En esa línea, sostuvo que el problema no es la comunicación en sí, sino la falta de control sobre los medios utilizados. El objetivo, según planteó, es evitar que se utilicen dispositivos no autorizados para cometer delitos que afectan directamente a la sociedad. La existencia de teléfonos fijos supervisados o sistemas de videollamadas controladas podría ser una alternativa que garantice el vínculo familiar sin poner en riesgo la seguridad pública.
Una normativa uniforme para dar respuesta integral
El fiscal también subrayó la necesidad de avanzar con una normativa uniforme que permita dar una respuesta integral a esta problemática, que trasciende casos individuales y tiene impacto en la seguridad pública. No se trata de medidas aisladas en una cárcel u otra, sino de un abordaje sistémico que impida que los dispositivos ingresen y circulen en los penales.
El proyecto, actualmente en debate en la Legislatura provincial, busca establecer límites claros al uso de tecnología dentro de los lugares de detención, en un contexto donde las nuevas herramientas digitales modificaron las dinámicas del delito. Para el Ministerio Público Fiscal, la regulación de estos dispositivos es un paso necesario para cerrar una brecha que hoy permite que ciertas actividades ilegales continúen operando incluso desde el encierro.

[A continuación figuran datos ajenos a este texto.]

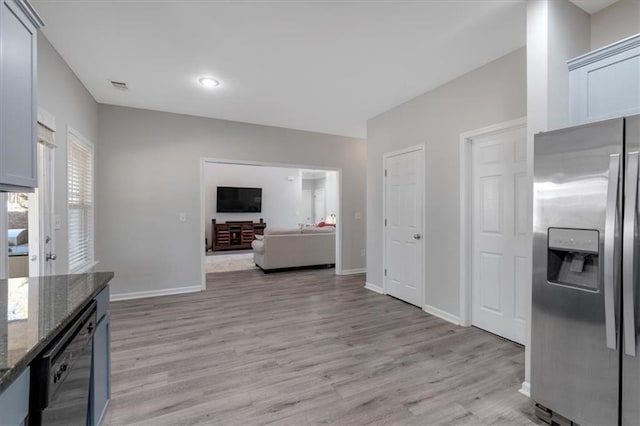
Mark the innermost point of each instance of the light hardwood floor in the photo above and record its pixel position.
(302, 348)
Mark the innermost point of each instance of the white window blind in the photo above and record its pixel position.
(80, 203)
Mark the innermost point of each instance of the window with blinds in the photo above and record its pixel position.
(80, 203)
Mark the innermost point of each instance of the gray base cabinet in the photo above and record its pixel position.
(14, 401)
(18, 85)
(101, 365)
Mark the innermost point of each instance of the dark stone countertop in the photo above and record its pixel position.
(33, 311)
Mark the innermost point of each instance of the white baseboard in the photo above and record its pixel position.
(353, 271)
(374, 288)
(154, 293)
(442, 314)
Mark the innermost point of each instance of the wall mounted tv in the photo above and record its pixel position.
(231, 199)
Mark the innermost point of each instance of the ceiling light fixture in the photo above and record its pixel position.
(209, 82)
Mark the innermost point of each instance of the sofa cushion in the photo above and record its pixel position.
(258, 246)
(321, 230)
(281, 231)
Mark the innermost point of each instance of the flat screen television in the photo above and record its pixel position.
(231, 199)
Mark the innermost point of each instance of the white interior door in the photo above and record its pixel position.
(41, 220)
(404, 209)
(501, 226)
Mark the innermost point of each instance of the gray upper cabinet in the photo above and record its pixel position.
(605, 83)
(18, 86)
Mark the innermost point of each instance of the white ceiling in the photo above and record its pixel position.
(324, 66)
(593, 6)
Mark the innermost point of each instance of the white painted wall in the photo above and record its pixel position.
(148, 172)
(331, 188)
(281, 197)
(491, 94)
(63, 95)
(613, 23)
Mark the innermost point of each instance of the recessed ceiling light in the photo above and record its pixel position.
(209, 82)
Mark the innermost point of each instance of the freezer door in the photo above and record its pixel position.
(576, 271)
(630, 415)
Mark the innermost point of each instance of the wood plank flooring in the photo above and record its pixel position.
(299, 348)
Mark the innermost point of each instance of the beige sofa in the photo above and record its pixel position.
(284, 248)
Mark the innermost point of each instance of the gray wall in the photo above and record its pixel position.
(61, 94)
(148, 172)
(491, 94)
(618, 21)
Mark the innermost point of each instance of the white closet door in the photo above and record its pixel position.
(501, 233)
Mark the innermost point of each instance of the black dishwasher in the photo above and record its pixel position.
(61, 377)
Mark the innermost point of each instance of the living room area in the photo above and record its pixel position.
(269, 217)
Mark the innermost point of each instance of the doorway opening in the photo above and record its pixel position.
(30, 239)
(292, 197)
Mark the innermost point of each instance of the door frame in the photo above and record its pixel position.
(385, 157)
(205, 160)
(466, 204)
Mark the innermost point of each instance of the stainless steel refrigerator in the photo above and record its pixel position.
(585, 365)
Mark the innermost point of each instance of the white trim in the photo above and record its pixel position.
(204, 160)
(374, 288)
(465, 210)
(385, 156)
(441, 314)
(154, 293)
(4, 225)
(352, 271)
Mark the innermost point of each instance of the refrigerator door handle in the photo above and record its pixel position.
(628, 255)
(609, 250)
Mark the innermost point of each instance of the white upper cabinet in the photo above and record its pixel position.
(605, 83)
(18, 105)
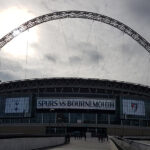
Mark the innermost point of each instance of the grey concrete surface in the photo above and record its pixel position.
(89, 144)
(130, 145)
(30, 143)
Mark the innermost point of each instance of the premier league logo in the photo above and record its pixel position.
(134, 106)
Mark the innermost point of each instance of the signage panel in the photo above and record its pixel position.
(133, 107)
(75, 103)
(17, 105)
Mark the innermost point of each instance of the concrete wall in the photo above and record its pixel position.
(130, 145)
(128, 131)
(20, 129)
(30, 143)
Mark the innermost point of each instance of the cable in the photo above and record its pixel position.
(87, 41)
(26, 61)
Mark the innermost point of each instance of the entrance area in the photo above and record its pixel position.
(77, 131)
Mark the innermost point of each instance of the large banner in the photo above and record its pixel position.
(75, 103)
(133, 107)
(17, 105)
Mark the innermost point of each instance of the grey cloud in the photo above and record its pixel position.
(75, 60)
(51, 58)
(140, 8)
(5, 76)
(89, 53)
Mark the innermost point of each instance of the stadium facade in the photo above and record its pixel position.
(61, 105)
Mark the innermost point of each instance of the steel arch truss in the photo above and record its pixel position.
(75, 14)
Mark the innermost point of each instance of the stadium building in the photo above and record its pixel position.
(62, 105)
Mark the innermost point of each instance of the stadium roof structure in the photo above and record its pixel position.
(73, 85)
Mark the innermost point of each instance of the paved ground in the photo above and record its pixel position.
(143, 142)
(89, 144)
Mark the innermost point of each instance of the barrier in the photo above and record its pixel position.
(29, 143)
(125, 144)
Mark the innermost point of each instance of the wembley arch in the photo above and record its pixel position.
(75, 14)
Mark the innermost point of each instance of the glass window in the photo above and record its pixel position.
(49, 117)
(102, 118)
(62, 118)
(75, 117)
(89, 118)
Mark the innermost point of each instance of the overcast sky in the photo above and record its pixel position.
(75, 47)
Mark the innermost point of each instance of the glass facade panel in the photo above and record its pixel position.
(76, 118)
(49, 117)
(102, 118)
(90, 118)
(62, 118)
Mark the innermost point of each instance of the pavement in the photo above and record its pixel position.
(81, 144)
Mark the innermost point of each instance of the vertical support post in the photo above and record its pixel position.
(42, 118)
(69, 117)
(96, 118)
(108, 118)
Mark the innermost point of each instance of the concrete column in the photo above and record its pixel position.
(96, 118)
(69, 117)
(55, 116)
(42, 118)
(108, 118)
(82, 117)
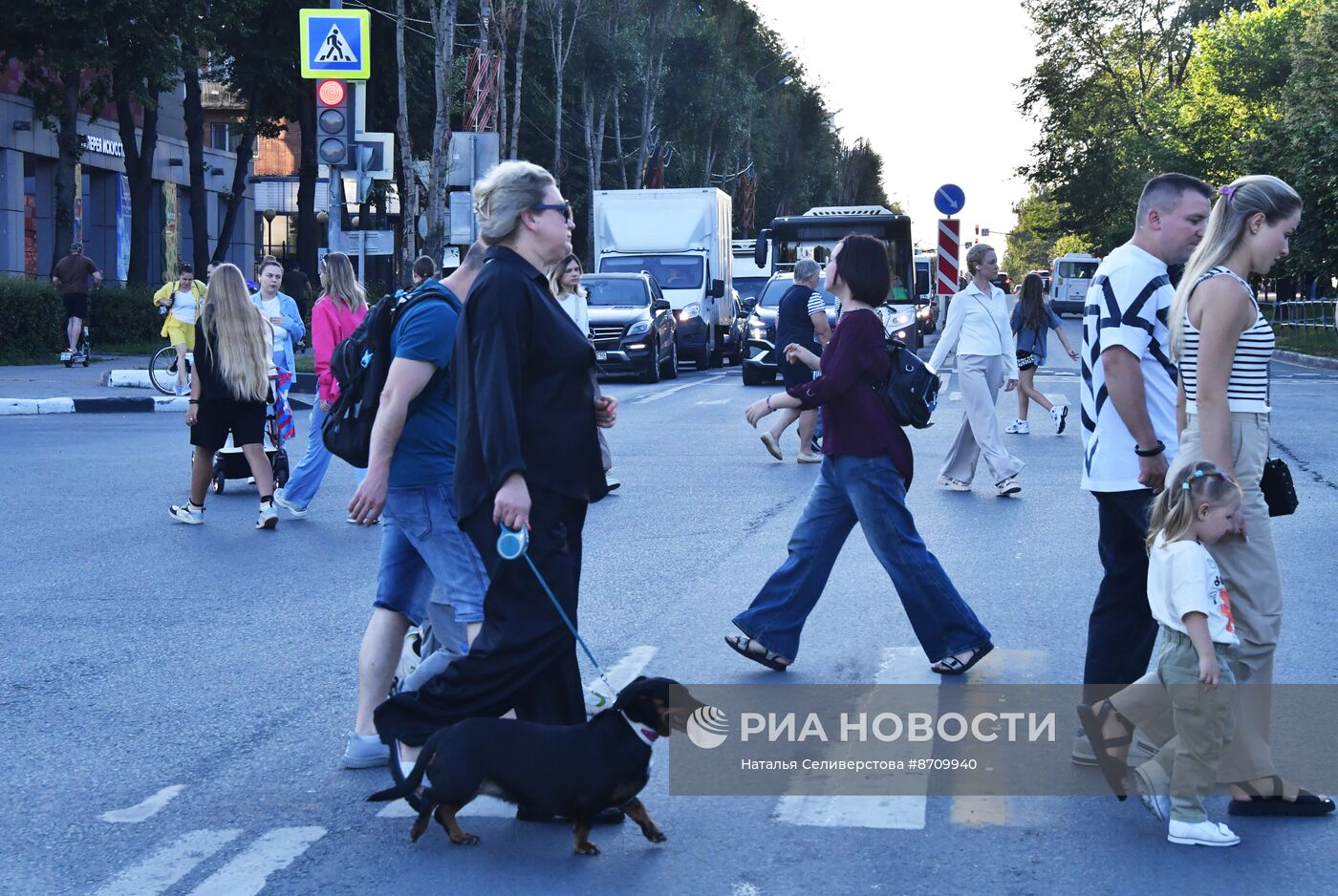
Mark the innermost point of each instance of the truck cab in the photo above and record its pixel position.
(681, 240)
(1069, 281)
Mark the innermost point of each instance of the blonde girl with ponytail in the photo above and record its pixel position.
(227, 392)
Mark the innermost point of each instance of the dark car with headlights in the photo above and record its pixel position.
(760, 328)
(631, 327)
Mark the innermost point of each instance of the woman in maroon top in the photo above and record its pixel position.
(863, 479)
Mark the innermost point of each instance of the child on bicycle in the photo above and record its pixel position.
(1201, 505)
(181, 301)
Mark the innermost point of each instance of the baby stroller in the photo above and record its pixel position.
(229, 461)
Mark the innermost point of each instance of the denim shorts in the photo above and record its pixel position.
(427, 558)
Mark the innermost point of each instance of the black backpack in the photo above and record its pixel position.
(360, 364)
(912, 388)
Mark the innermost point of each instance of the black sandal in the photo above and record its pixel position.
(1112, 769)
(954, 666)
(771, 659)
(1306, 802)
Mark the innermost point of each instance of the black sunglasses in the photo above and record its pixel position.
(565, 209)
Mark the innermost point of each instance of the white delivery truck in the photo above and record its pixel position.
(681, 238)
(1069, 280)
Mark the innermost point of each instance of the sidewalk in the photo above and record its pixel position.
(77, 388)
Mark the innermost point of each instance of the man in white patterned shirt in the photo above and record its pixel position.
(1130, 431)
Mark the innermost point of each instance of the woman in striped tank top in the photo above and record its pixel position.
(1221, 345)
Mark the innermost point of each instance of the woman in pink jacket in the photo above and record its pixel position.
(334, 318)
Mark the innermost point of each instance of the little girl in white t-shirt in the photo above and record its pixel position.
(1201, 505)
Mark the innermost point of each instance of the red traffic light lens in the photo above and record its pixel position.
(331, 93)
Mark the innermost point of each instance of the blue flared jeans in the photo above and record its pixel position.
(869, 491)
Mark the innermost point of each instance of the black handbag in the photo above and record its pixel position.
(912, 390)
(1280, 492)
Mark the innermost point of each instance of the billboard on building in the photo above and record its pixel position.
(122, 227)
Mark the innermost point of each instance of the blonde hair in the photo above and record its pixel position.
(505, 193)
(1241, 200)
(974, 256)
(343, 288)
(1175, 508)
(557, 270)
(243, 336)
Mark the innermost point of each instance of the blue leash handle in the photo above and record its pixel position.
(512, 544)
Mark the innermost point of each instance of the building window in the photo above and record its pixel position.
(225, 136)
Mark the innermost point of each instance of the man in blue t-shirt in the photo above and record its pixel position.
(428, 567)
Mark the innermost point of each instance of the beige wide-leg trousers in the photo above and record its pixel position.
(980, 377)
(1254, 585)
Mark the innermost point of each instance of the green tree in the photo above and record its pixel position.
(1106, 91)
(1030, 246)
(1308, 133)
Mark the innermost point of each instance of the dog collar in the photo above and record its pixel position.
(646, 735)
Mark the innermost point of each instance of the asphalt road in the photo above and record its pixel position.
(204, 678)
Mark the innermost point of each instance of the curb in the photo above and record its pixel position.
(1306, 360)
(146, 404)
(304, 384)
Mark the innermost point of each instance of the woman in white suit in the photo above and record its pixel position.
(979, 328)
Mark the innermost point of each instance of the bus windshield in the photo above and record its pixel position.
(815, 237)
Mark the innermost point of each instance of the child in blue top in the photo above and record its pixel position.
(1032, 324)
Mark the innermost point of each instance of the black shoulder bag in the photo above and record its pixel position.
(1280, 492)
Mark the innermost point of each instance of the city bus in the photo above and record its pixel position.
(815, 233)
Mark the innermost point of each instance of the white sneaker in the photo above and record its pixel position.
(1201, 833)
(183, 514)
(1059, 414)
(298, 512)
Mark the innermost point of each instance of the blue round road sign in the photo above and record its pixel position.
(949, 198)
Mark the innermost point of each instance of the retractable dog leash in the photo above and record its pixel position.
(515, 544)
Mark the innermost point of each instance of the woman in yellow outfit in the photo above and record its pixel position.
(181, 300)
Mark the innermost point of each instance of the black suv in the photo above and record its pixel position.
(631, 325)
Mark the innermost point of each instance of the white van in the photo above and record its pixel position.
(681, 238)
(1069, 280)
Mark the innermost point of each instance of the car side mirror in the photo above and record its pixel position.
(760, 247)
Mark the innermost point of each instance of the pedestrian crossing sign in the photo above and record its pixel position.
(336, 43)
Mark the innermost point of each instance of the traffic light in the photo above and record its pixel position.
(334, 123)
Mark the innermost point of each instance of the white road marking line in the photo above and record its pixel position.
(146, 809)
(479, 808)
(169, 864)
(900, 666)
(247, 873)
(664, 394)
(619, 675)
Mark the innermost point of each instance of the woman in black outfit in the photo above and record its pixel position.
(526, 457)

Un respaldo clave en la lucha contra el crimen organizado
El apoyo explícito de los fiscales al proyecto de ley le otorga una legitimidad y una urgencia que trasciende lo meramente político. Se trata de quienes día a día investigan los delitos y ven cómo las pruebas los conducen una y otra vez a llamadas realizadas desde teléfonos ilegales en las cárceles.
La voz de Alex Williams, como fiscal jefe, sintetiza la experiencia de todo un cuerpo de investigadores que reclama herramientas para cortar de raíz el flagelo. «El delito no puede seguir operando desde las cárceles» no es solo una frase: es una exigencia de eficacia judicial y de protección a la sociedad.